Künstliches Riff im Kaarster See

Umweltschutz: Taucher des TSC hoffen, dass sich nach dem Versenken von Betonröhren das Gleichgewicht im See ein wenig stabilisiert.

Kaarst. Die Szene mutet an wie der Beginn von Wolfgang Petersens Klassiker "Das Boot": Trübgrünes Wasser, Schwebeteilchen geistern vorüber. Plötzlich ein dunkler Schatten, der immer größer wird. Doch es ist kein Boot, das die Mitglieder des Tauchsportclubs Kaarst (TSC) auf dem Grund des Sees versenkt haben, sondern ein Unterwasserriff aus Betonröhren.

"Es ist nicht nur im Interesse der Taucher, dass das biologische Gleichgewicht im See stabilisiert wird", erklärt TSC-Vorsitzender Volker Pieper. "Auch Angler und Segler profitieren, wenn das Gewässer gesund ist." Das Versenken von Betonröhren ist nur ein kleiner Beitrag, auf den die Kaarster Sporttaucher jedoch stolz sind. Umweltschutzprojekte dieser Art sind in Deutschland noch selten.

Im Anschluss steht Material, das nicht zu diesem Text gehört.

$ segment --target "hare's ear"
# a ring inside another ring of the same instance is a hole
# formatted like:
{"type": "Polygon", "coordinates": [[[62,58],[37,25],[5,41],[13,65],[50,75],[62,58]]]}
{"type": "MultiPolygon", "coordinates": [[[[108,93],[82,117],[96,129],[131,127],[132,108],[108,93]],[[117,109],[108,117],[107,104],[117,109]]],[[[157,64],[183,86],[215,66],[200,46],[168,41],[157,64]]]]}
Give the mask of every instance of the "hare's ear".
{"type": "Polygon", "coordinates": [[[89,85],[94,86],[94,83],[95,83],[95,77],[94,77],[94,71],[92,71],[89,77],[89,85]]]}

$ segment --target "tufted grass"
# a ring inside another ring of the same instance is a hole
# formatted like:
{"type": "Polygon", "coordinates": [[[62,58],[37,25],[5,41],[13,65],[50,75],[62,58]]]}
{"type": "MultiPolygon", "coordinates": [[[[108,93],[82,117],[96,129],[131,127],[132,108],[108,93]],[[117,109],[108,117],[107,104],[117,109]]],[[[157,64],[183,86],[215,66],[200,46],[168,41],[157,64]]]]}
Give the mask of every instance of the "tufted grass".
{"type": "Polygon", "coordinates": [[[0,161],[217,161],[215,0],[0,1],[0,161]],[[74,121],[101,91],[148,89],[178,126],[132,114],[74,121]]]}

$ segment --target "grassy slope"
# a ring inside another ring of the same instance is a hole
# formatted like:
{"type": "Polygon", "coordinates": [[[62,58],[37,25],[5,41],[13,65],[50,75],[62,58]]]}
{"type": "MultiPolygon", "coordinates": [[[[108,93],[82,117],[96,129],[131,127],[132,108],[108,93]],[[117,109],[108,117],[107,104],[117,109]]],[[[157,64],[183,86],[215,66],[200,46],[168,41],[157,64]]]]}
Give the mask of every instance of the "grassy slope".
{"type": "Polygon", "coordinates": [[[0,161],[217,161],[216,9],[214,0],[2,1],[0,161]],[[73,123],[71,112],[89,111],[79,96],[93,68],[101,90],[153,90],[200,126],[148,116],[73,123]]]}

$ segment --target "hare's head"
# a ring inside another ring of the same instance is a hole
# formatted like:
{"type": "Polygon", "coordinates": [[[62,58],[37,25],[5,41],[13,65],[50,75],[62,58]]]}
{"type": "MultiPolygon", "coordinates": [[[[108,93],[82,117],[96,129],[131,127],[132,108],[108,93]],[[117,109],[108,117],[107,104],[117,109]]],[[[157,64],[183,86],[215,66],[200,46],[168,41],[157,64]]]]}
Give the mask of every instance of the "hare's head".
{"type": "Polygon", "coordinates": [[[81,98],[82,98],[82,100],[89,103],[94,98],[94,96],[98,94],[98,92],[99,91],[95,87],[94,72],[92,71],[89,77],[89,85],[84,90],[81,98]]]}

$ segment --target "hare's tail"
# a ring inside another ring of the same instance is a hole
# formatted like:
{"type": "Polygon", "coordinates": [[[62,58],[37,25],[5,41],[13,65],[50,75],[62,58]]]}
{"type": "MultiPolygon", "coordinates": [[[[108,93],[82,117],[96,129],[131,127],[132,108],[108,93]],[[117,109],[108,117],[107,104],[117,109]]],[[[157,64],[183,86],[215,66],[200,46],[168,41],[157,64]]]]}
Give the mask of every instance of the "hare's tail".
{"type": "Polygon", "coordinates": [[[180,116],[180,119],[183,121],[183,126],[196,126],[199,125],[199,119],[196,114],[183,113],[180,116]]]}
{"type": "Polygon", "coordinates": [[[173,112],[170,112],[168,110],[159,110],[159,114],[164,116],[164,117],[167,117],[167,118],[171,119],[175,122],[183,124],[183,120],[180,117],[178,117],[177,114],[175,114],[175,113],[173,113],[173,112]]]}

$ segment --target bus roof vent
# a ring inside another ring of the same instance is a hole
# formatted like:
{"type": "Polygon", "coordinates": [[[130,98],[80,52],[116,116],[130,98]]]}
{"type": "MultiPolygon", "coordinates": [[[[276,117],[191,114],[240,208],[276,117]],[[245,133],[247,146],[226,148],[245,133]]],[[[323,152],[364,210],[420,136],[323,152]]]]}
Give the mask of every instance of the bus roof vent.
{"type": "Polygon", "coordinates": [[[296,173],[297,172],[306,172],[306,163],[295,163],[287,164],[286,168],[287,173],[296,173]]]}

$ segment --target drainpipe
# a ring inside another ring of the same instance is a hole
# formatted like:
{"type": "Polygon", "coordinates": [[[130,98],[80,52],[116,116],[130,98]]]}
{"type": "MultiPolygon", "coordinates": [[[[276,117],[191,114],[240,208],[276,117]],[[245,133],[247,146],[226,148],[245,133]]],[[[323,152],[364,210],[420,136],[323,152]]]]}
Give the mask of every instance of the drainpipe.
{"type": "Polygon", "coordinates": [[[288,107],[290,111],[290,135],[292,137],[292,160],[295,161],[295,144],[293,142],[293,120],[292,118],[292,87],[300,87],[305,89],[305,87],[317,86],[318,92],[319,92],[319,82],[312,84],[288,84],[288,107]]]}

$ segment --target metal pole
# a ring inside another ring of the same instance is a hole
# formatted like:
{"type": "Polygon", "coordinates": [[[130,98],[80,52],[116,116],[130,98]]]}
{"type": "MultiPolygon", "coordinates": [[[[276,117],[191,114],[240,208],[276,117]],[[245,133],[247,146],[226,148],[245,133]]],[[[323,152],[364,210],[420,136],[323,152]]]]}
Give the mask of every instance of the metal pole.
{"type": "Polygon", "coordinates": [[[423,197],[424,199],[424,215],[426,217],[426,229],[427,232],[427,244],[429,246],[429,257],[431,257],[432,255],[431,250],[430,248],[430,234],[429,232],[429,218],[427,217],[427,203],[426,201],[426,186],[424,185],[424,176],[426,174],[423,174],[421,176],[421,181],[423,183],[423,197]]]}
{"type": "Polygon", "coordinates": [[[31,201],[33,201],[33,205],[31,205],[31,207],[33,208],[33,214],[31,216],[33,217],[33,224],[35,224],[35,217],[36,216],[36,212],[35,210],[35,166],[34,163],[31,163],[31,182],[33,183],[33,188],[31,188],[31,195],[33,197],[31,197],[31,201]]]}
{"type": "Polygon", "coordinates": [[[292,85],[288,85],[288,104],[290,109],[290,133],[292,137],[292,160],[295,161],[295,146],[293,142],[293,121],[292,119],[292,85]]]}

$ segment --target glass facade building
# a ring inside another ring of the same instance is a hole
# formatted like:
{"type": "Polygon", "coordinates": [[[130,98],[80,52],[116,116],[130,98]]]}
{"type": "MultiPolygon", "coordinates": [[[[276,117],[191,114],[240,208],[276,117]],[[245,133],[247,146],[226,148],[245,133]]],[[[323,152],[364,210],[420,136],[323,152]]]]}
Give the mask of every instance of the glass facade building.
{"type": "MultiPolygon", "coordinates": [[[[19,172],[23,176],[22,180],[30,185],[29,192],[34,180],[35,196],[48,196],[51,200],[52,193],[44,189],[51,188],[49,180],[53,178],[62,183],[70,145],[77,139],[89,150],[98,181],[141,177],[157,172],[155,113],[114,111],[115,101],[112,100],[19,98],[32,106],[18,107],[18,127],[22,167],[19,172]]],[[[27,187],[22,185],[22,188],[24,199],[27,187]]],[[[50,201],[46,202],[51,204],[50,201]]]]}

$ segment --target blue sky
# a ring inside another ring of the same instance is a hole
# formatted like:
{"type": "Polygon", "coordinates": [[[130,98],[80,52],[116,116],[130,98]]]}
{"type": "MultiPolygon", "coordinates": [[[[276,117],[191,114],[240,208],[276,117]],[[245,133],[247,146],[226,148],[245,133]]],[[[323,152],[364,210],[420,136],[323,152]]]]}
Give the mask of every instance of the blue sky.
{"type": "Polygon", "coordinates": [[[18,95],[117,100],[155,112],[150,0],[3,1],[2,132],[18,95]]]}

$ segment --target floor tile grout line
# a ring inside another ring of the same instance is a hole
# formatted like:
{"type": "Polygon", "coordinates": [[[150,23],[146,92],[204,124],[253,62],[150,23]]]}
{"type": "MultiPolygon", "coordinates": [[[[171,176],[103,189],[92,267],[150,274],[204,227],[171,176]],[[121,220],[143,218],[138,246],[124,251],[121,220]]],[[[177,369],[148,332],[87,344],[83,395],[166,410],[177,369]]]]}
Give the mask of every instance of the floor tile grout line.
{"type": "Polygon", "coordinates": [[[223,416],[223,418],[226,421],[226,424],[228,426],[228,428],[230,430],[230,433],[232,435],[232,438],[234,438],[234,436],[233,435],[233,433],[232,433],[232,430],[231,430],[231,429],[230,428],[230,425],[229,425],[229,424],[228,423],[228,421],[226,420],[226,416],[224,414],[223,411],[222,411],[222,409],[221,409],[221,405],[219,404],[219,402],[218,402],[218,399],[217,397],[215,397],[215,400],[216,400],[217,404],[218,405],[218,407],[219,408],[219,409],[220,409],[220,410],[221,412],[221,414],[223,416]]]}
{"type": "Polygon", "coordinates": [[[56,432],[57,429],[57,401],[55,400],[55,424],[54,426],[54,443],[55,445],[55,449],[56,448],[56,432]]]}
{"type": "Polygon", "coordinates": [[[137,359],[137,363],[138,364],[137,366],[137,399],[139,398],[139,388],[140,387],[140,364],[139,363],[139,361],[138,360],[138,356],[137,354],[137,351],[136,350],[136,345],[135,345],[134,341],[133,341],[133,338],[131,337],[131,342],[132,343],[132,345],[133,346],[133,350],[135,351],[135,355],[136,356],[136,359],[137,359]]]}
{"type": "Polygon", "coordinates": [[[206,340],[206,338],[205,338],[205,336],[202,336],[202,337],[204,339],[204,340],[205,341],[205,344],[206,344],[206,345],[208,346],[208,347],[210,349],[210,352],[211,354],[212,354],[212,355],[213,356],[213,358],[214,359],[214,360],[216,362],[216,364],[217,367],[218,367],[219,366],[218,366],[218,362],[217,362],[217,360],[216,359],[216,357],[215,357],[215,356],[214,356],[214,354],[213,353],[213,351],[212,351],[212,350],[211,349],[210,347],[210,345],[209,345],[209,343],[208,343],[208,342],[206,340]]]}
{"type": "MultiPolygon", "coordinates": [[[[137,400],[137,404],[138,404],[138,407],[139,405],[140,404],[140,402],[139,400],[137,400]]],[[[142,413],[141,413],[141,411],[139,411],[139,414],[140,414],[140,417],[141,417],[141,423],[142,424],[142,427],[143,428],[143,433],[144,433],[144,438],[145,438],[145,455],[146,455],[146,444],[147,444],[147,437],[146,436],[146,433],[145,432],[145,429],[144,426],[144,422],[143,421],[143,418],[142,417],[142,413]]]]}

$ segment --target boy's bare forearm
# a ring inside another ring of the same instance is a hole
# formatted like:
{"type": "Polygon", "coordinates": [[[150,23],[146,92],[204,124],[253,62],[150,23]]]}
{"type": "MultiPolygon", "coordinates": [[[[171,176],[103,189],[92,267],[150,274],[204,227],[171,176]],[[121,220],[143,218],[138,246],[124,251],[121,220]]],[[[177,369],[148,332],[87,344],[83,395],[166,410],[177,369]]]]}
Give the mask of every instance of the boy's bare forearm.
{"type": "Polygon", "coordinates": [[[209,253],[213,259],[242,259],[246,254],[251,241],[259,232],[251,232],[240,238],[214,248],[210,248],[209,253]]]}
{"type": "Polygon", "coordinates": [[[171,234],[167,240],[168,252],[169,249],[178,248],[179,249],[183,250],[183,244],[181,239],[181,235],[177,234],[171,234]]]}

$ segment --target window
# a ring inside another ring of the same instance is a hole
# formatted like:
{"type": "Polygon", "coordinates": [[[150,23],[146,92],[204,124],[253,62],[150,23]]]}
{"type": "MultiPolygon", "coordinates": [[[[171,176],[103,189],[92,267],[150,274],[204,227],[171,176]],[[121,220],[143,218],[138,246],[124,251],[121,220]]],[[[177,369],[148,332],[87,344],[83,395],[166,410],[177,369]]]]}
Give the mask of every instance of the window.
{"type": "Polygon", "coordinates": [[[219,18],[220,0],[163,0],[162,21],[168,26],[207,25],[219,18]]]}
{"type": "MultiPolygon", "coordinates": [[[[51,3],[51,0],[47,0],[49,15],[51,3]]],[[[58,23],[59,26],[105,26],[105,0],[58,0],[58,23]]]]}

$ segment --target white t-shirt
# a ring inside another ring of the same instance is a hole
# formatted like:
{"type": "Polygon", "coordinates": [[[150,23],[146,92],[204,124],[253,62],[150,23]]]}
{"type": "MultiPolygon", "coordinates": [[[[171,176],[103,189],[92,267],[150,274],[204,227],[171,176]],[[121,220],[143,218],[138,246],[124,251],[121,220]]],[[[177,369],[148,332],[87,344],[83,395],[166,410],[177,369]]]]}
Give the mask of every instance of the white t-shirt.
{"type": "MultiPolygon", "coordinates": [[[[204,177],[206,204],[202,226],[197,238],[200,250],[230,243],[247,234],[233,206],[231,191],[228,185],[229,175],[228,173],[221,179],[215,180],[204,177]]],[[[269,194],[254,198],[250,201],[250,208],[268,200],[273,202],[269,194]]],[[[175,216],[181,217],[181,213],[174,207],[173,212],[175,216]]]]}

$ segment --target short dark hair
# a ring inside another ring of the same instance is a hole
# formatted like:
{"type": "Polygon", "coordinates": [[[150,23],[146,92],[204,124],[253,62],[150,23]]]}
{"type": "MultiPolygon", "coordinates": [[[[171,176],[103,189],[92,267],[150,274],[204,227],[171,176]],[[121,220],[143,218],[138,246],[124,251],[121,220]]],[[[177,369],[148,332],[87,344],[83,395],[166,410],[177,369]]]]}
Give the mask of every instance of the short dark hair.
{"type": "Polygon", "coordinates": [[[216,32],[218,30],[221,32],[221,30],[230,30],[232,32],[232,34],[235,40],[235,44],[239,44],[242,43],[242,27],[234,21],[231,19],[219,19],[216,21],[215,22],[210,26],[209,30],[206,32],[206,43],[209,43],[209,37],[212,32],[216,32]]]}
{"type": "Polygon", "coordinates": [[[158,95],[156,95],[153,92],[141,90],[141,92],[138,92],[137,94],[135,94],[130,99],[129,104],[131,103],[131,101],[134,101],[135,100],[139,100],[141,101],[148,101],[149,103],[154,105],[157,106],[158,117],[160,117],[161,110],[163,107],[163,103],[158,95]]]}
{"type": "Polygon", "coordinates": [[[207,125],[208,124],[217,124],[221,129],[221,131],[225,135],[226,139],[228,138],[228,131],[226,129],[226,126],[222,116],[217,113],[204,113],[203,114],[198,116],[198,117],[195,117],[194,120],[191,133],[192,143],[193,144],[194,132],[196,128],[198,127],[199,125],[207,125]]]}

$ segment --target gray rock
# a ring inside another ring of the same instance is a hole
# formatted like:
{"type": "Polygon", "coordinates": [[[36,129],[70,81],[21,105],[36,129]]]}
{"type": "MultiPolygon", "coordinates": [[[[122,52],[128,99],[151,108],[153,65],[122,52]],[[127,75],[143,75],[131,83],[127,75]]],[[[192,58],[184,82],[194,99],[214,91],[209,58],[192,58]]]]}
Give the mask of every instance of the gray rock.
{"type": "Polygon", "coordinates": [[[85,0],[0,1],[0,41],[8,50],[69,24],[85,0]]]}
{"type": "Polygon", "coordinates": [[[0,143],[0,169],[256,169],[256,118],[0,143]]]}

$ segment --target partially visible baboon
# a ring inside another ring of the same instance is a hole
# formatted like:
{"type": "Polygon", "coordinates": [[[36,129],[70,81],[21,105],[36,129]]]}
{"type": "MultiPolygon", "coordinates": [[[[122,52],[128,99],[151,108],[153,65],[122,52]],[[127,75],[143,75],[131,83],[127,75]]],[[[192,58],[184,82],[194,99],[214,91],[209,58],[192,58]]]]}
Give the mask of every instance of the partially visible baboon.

Beim Kaarster See war es für Schutzmaßnahmen tatsächlich höchste Zeit: "In den 90er Jahren war der Kaarster See für Taucher eine Perle in NRW. Die Sichtweiten unter Wasser waren hervorragend", erinnert sich Pieper. Doch vor gut zehn Jahren nahm die Wasserqualität dramatisch ab. Ab Juli und August schwammen verstärkt Algen an die Oberfläche, und der See begann zu riechen. Es drohte ein Kollaps wie beim Elfrather See in Krefeld. Pieper: "Gründe gibt es viele, doch immer ist der Mensch zentraler Verursacher." So gründete der TSC eine Aktionsgruppe Umwelt, um für Abhilfe zu sorgen.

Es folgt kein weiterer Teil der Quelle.